Al-Shabaab spokesman Abdiasis Abu Musab said fighters hit government targets in four areas inside the city and another on the outskirts, taking over government bases and stealing weapons and vehicles, according to Reuters news agency.
The al-Qaeda-linked militants carry out regular attacks against the government, and international observers have warned that they may take advantage of the current political crisis, which has seen elections delayed by more than a year.
Separately, the latest Somalia Food Security and Nutrition Assessment, which was released last week, found that more than 4.1 million people across Somalia – more than a quarter of the total population – are in need of urgent humanitarian food assistance.
On Monday, Unicef said that more than 1.4 million children in Somalia were likely to suffer from acute malnutrition as a result of the ongoing drought.
“We know that humanitarian emergencies of this magnitude disproportionately affect children,” said Unicef representative Angela Kearney, as the agency appealed for $7 million to procure therapeutic foods. “The numbers we are seeing this year are quite high and unless urgent measures are taken, thousands of children are at risk of dying.”
The country has experienced consecutive seasons of poor and erratic rainfall, the effects of which are exacerbated by conflict.
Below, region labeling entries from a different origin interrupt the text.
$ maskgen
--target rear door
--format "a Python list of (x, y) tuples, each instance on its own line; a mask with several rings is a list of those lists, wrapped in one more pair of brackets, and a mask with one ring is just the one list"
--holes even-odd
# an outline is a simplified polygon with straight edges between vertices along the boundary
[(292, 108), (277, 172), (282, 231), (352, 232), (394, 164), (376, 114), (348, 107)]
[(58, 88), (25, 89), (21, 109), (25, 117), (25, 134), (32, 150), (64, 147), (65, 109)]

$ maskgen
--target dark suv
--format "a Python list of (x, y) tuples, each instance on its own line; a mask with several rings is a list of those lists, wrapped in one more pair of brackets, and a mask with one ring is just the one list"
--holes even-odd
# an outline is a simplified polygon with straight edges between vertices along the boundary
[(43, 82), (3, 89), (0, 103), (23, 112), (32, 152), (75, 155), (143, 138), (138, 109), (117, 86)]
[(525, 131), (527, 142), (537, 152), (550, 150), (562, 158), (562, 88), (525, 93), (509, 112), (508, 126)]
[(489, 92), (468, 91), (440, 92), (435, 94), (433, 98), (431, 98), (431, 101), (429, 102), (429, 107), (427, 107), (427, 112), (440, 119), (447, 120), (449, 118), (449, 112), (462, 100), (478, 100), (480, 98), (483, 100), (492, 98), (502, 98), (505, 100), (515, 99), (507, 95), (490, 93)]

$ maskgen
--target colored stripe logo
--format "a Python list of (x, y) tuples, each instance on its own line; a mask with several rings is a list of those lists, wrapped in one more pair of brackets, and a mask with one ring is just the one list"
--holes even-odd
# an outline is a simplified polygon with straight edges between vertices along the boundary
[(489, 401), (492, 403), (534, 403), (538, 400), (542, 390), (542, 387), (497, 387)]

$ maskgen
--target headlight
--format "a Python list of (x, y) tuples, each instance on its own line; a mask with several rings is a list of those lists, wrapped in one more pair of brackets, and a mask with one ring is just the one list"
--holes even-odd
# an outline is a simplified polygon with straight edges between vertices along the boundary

Between October to December 2021, the cumulative rainfall was 40 to 60 per cent below average across much of Somalia, according to the food security assessment, leading to crop failure or below average production. Forecasts suggest that there will also be below average rainfall from April to June this year.
Roughly 2.9 million people are thought to be displaced from their homes within Somalia, meaning they are often without community support or the necessary resources to bolster themselves against crises.
A November 2021 assessment by international charity Save the Children, which covered 15 of Somalia’s 18 regions, found the majority of families were going without meals on a regular basis and one-third of households included at least one person who had gone without food for 24 hours.
“We’re worried that the political environment globally is overshadowing the humanitarian suffering of the Somali people,” said Mohamud Mohamed, Save the Children’s Somalia country director. “There is so much hunger and so much need. The ultimate culprit is climate change. Somalia has always had droughts, and Somalis have always known how to deal with them – they struggle, they lose livestock, they count their losses, and then they bounce back. But now, the gaps between droughts are shrinking. It’s a killer cycle.”
Somalia has experienced two other serious droughts over the past decade, most seriously between 2011 and 2012 when as many as 260,000 people are thought to have died from hunger.
On Tuesday, the UN Security Council held a meeting on Somalia, where Irish ambassador to the UN Geraldine Byrne Nason said that along with the “worst drought” the Horn of Africa country is in a “window of opportunity politically”, and called for Somalia to finalise a plan for elections, which were supposed to be carried out by February 25th.